Using dragon fruit was the first piece of the puzzle for Stebbings two drinks.
“I love dragon fruit. I do think it’s a really cool fruit, just like the look of it, because it looks like something that’s almost poisonous in a way,” he said. “Being a cactus fruit is not something you can really expect, … and I really liked the color, because it looks really nice for the summer.”

His decision to enter a mocktail along with his cocktail was in part inspired by the restaurant’s family-based clientele.
“We have a lot of kids that come in,” he said. “It’s just important to have something like that on the menu anyway because not everyone wants to or can drink and shouldn’t feel forced to be left out. … Any way to make people feel included, I think, is the important thing.”
The drink is a pink dragon fruit sparkling lemonade, made with lemongrass simple syrup, lemon juice, dragon fruit simple syrup, soda water and orange blossom water. The two locally sourced ingredients were Telegraph Bee Co. Wasatch Range Honey and Mountain Town Olive Oil Lime Fresco Salt, made into a saline solution with a touch of salt to balance the sweet.
At $6, it’s a fun, house-made refresher with a Barbie-pink color, easy to make even at home, said Stebbings.
It’s currently in the lead, 4% ahead of Chung’s “Juice” mocktail in the contest, but anything can change over the second half of the month.
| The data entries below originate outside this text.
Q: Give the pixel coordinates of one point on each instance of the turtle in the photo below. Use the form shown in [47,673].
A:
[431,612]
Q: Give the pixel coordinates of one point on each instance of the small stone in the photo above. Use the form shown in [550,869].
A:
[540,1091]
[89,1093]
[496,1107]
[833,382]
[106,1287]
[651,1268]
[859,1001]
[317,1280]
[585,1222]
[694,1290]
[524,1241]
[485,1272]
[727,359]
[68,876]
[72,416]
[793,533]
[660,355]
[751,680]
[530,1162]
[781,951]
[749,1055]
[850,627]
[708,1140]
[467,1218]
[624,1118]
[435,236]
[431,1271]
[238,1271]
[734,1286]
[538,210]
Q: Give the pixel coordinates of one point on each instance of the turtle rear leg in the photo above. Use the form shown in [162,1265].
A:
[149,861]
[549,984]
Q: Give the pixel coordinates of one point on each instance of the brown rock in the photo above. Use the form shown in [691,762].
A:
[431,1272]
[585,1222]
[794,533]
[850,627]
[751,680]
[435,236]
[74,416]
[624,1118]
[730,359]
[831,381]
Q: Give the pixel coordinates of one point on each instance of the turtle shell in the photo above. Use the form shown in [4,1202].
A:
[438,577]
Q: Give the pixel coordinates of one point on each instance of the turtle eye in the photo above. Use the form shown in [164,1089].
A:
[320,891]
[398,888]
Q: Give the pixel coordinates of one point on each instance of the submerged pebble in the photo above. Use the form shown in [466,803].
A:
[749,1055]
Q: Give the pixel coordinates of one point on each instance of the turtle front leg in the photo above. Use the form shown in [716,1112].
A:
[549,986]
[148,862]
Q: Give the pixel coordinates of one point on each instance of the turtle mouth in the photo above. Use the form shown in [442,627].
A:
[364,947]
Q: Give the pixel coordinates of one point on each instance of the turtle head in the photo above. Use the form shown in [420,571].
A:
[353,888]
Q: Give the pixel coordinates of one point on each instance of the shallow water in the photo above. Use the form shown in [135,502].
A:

And “Dragon Ball Z,” Stebbings’ cocktail, is also beating Chung’s “Gin & Juice” in the cocktail portion.
The rum-based drink just has four ingredients: Park City Proverbial Spirits’ rum, Licor 43, dragon fruit simple syrup and lime juice. The second local ingredient, Atticus Teas “In Cold Blood” loose leaf tea, is frozen in the ice cube.
“Doing anything manipulating the ice is always fun,” he said.
When it came to creating the drink, he landed on rum as the best pairing for the dragon fruit, starting with essentially a margarita and stripping away or replacing different elements. The goal for him is always simplicity.
“I like making drinks that are very easy to make. Anyone can make it, the only hard part would just be the dragon fruit,” he said. “I don’t like complicated things; I think it’s unnecessary. And I feel like it makes it more creative but less creative at the same time. It’s a nice balance.”
The end result is a candy-sweet summer sipper with wide appeal and sporting an edible flower and lime wheel garnish. It’s sweet enough to be nostalgic, recalling memories of watching “Dragon Ball Z” while munching on a packet of skittles.
Both Stebbings drinks are available for purchase at Hearth and Hill through the end of this month, open daily from 11 a.m. to 9 p.m.
Vote for Smith and Stebbings’ creations, or any of the other cocktails and mocktails, on parkcityrestaurants.com/specials-events/cocktail-contest and parkcityrestaurants.com/specials-events/mocktail-contest, respectively. Each person with a valid email address can vote once on each drink, and voting ends July 31 at 5 p.m.